There is a very small bellows compression [spring] when you forward thrust your boat.
Your engine mounts take the thrust load.:)
_____
Note: If those rubber bellows took the 50+ horse power thrust to move you boat, there would be no gap between the ribs on the bellow.

Tip: Measure the rib to rib gap when it is brand new, no engine on. Log that. In say 6 months, check the gap again. Log it. Repeat that seasonally for sure. Change in gap, change in seal effectiveness over time. Adjust if necessary.

Jim...
 
Aug 1, 2011
3,972
Catalina 270 255 Wabamun. Welcome to the marina
Tip: Measure the rib to rib gap when it is brand new, no engine on. Log that. In say 6 months, check the gap again. Log it. Repeat that seasonally for sure. Change in gap, change in seal effectiveness over time. Adjust if necessary.
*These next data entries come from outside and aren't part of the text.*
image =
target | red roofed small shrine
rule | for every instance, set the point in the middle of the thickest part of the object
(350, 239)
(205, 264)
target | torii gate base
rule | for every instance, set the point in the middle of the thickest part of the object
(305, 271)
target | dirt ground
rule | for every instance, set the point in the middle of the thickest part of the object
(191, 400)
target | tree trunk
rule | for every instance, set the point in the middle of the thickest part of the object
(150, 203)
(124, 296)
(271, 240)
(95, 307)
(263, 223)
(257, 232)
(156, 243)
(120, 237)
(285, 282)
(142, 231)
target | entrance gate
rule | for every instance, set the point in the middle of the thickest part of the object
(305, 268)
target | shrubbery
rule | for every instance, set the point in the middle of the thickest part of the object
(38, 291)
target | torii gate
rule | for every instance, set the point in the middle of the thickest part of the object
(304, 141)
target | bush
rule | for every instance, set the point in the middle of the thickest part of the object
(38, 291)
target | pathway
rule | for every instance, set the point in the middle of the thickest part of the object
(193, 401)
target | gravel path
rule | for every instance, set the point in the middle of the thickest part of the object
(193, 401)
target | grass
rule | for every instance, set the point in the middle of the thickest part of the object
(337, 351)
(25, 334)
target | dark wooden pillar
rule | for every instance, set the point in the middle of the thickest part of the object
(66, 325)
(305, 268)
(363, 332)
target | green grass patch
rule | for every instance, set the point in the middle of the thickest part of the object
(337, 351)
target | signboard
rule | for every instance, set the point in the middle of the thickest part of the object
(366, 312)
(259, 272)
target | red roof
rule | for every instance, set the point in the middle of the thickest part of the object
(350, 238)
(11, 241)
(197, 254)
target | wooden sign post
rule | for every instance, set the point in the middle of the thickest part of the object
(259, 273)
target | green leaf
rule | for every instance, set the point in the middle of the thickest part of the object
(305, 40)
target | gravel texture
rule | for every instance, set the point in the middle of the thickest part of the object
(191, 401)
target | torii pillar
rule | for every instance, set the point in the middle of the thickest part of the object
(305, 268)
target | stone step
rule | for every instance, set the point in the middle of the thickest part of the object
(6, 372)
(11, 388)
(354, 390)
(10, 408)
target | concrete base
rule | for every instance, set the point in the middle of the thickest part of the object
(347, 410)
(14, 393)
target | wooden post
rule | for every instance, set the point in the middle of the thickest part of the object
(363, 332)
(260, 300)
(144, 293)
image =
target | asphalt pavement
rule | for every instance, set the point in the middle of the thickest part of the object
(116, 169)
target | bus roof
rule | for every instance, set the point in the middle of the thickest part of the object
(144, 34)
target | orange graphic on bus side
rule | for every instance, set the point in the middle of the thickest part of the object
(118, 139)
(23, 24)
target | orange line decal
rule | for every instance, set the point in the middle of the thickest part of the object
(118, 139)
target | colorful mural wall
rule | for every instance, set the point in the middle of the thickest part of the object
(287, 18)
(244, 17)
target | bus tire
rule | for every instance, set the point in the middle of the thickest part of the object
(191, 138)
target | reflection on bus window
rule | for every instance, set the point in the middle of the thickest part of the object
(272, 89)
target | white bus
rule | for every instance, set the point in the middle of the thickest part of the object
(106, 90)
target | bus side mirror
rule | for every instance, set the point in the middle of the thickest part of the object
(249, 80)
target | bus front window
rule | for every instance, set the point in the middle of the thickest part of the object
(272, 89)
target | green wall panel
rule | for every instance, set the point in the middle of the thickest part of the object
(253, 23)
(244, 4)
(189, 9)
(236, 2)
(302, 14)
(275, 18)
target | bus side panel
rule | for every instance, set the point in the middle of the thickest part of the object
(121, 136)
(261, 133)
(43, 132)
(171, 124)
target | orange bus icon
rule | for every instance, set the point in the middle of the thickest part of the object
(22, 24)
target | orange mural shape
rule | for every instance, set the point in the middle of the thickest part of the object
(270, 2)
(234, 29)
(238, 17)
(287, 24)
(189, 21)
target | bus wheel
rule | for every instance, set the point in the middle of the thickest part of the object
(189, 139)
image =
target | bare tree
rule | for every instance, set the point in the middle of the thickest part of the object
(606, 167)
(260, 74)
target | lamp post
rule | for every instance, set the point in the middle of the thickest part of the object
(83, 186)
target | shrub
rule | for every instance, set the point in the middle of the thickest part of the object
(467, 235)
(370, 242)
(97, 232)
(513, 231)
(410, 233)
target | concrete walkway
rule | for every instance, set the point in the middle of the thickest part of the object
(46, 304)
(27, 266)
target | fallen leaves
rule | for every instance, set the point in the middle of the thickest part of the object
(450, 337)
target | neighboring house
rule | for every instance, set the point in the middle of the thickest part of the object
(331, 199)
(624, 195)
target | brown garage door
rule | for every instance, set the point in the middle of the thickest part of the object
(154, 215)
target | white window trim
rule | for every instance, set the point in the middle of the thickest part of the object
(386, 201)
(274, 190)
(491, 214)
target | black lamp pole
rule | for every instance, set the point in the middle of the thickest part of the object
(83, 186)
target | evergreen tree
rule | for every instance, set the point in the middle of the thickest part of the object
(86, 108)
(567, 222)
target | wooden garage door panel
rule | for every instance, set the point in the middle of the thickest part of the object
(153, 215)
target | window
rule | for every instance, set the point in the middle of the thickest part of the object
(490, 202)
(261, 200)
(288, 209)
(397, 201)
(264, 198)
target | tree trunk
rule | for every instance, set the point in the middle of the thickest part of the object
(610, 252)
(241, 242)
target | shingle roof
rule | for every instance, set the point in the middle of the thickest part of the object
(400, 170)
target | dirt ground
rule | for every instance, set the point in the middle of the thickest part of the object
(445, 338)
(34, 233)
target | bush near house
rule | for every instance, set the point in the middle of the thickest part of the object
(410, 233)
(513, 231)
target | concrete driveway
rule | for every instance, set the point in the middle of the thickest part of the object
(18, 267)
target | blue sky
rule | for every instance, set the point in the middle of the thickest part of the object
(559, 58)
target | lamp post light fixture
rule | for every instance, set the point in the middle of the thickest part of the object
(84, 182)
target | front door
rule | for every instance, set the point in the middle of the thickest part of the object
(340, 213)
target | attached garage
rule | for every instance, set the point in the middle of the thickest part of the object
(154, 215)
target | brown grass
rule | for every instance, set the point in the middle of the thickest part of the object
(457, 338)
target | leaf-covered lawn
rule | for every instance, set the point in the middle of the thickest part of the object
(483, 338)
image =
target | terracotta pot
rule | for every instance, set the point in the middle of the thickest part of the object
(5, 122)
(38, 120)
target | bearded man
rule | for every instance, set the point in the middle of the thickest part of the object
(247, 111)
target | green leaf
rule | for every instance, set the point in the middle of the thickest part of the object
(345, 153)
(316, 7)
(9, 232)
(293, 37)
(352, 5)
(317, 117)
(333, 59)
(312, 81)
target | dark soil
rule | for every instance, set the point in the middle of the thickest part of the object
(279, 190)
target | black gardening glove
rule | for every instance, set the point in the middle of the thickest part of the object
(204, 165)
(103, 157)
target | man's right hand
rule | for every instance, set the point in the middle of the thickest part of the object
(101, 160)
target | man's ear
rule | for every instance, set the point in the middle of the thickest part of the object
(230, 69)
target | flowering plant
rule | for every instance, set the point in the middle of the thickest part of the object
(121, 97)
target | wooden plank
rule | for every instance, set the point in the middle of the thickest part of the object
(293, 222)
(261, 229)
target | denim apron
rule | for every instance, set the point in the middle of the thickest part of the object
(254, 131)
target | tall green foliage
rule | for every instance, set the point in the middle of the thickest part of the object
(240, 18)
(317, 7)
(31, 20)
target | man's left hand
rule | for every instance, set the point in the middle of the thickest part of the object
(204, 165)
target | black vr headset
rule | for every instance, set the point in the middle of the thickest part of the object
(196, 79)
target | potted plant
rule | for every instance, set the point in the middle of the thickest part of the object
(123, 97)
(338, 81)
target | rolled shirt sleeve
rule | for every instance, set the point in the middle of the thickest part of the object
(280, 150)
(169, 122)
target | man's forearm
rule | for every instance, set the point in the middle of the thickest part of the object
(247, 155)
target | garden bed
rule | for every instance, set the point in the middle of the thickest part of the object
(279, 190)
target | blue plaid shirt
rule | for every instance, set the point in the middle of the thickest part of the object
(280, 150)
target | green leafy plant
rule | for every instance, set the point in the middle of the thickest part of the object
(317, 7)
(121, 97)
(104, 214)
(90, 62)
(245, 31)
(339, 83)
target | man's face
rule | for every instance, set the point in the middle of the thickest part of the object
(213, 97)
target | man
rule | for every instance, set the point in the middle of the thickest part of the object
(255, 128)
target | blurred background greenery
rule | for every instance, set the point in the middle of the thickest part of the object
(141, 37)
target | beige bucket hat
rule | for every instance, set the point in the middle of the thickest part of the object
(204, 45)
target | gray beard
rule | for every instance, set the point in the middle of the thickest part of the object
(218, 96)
... An excellent suggestion.
 
Mar 20, 2016
594
Beneteau 351 WYC Whitby
Have the same boat ,also feeds raw water pump at sink , I just changed the out the Volvo dripless with new one no leakage whatsoever ,but I did add a flexible coupling. I machined a bushing to fit on the 25mm shaft and an od of 40mm to go into tube . With this setup the coupling halfs were out 1/8 " loosened motor mounts of engine pulled over until coupling haves mated, then installed flexible coupling in between.